Brand Power & Brand Engagement – Background
Brand plays a uniquely significant role in marketing thinking and strategy. Well-known brands are powerful differentiators from the competition that attract customers and keep them loyal. They are the most puzzling asset companies can possess – exceptionally valuable on many fronts and exceedingly hard to quantify in terms of their value. Brand strength enhances the financial valuation of a company in terms of multiples that defy traditional guidelines.
Consumer packaged goods (CPG) have effectively used the power of brand in designing marketing communications and strategy implementation. Much of today's marketing thinking on brand equity, power, value and positioning comes from that sector.
Approach
Even in non-CPG industries, product branding or corporate branding plays a critical role in market expansion and customer retention. GE Capital, HSBC and Merrill Lynch are good examples of corporate branding in the retail and commercial financial services industries. As companies focus more on customer loyalty and employee engagement, the role of brand in terms of building customer patronage takes center stage.
Market Probe's approach to branding is based on two hypotheses:
1. Brand power or corporate reputation is a critical pillar that can support customer loyalty.

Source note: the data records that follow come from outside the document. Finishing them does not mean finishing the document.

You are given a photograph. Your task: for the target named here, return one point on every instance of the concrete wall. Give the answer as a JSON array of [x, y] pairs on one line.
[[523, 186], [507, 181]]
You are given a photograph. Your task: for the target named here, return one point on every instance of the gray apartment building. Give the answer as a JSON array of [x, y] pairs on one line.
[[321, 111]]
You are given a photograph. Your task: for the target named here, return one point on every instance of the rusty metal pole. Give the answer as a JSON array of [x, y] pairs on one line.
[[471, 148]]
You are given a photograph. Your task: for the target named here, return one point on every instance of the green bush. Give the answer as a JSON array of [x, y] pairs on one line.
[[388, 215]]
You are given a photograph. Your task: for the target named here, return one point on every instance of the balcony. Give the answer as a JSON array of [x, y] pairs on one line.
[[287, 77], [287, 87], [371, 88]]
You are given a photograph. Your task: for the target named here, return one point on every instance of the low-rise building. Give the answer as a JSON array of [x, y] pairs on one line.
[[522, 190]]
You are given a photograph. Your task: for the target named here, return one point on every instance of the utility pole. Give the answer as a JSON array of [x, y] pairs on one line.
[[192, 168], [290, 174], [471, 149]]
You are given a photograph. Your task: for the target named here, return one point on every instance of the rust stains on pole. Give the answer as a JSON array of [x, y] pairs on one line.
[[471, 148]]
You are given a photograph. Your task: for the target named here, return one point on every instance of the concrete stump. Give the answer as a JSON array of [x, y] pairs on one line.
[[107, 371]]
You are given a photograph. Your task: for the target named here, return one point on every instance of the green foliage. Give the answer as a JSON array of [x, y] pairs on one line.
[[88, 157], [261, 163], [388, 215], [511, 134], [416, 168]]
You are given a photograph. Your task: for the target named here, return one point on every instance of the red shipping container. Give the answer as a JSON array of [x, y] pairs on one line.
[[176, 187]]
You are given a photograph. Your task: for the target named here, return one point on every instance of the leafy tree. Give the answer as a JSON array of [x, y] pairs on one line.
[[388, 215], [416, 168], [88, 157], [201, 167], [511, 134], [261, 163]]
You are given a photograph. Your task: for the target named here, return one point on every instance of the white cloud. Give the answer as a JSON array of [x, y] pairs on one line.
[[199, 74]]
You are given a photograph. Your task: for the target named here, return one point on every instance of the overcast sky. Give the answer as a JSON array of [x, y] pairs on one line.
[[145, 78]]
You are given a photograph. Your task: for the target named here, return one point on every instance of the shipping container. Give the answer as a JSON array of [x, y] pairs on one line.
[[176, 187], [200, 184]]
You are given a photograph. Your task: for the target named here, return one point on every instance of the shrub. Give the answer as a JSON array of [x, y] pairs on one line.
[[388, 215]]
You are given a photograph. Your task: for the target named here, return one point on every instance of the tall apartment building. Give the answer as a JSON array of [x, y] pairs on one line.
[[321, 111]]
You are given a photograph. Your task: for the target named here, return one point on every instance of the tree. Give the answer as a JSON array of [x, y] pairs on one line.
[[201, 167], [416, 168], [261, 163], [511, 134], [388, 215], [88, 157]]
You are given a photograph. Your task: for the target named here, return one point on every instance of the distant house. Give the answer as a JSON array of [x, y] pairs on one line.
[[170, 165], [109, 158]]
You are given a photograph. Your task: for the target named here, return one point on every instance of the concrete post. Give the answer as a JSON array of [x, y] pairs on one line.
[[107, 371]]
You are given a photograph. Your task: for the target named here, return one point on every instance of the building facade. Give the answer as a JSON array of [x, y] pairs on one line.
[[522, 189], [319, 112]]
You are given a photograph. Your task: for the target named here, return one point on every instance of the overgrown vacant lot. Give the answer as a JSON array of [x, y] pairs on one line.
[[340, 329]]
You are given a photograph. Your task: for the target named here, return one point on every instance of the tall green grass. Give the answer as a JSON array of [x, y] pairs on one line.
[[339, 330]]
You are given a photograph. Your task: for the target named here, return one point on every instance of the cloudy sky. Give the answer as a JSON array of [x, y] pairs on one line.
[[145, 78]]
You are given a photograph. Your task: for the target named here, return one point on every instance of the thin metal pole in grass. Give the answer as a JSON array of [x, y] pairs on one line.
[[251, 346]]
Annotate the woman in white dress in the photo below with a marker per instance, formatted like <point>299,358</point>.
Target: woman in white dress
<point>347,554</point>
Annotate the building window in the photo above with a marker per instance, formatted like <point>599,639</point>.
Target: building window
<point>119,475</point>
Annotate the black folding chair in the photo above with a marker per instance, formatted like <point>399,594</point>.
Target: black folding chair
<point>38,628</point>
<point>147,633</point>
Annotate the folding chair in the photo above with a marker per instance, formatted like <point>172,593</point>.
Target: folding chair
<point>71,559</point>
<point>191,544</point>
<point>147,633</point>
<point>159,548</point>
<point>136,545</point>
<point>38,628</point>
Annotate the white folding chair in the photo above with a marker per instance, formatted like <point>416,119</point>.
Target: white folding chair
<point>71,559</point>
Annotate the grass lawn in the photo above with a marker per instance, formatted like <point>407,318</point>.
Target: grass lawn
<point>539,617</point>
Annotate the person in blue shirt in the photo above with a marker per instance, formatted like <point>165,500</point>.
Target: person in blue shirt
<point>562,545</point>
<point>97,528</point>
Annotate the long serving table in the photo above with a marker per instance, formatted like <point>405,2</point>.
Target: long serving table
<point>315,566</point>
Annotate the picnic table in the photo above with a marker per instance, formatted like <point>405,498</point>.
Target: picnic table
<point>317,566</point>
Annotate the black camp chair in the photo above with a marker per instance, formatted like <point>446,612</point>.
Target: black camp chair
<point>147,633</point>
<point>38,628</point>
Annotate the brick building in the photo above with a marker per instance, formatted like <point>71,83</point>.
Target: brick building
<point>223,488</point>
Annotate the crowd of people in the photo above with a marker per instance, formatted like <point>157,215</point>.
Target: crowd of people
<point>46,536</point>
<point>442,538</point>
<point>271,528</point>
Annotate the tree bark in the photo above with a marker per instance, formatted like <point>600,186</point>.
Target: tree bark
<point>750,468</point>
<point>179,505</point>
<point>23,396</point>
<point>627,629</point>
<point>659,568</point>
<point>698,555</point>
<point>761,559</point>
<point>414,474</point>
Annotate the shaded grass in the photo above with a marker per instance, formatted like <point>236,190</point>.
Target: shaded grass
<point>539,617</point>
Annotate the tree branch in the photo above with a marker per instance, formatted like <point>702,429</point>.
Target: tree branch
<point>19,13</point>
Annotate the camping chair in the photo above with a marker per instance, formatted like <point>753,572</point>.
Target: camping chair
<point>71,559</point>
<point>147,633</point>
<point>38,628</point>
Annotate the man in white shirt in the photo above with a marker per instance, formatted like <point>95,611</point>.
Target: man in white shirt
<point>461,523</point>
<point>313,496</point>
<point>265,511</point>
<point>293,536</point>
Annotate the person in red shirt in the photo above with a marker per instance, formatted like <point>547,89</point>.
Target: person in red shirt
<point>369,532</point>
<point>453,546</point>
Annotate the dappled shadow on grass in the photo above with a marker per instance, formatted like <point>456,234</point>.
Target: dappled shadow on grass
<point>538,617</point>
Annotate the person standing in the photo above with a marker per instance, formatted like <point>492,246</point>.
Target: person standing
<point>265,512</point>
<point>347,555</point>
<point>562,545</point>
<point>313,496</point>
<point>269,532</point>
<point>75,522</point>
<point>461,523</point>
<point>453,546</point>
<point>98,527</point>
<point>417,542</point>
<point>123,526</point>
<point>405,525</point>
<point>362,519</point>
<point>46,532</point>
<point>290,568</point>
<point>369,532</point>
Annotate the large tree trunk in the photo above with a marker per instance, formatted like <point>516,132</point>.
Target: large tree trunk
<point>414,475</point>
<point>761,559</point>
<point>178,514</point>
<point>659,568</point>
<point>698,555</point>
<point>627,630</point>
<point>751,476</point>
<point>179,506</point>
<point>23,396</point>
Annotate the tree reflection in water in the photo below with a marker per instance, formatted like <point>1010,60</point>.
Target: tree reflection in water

Sharing the stage with brand are product quality, competitive pricing and customer experiences, among others.
2. Evaluation of a brand (brand power in Market Probe's model) has both rational and emotional components. A customer may think highly of his or her financial institution because of that bank's emphasis on technology in order to make banking easier. This is a rational dimension. This bank may also excel in offering emotional support to the customer, helping him or her to feel a sense of attachment to the bank. This emotional component can be trust in the bank because of its past actions or promises.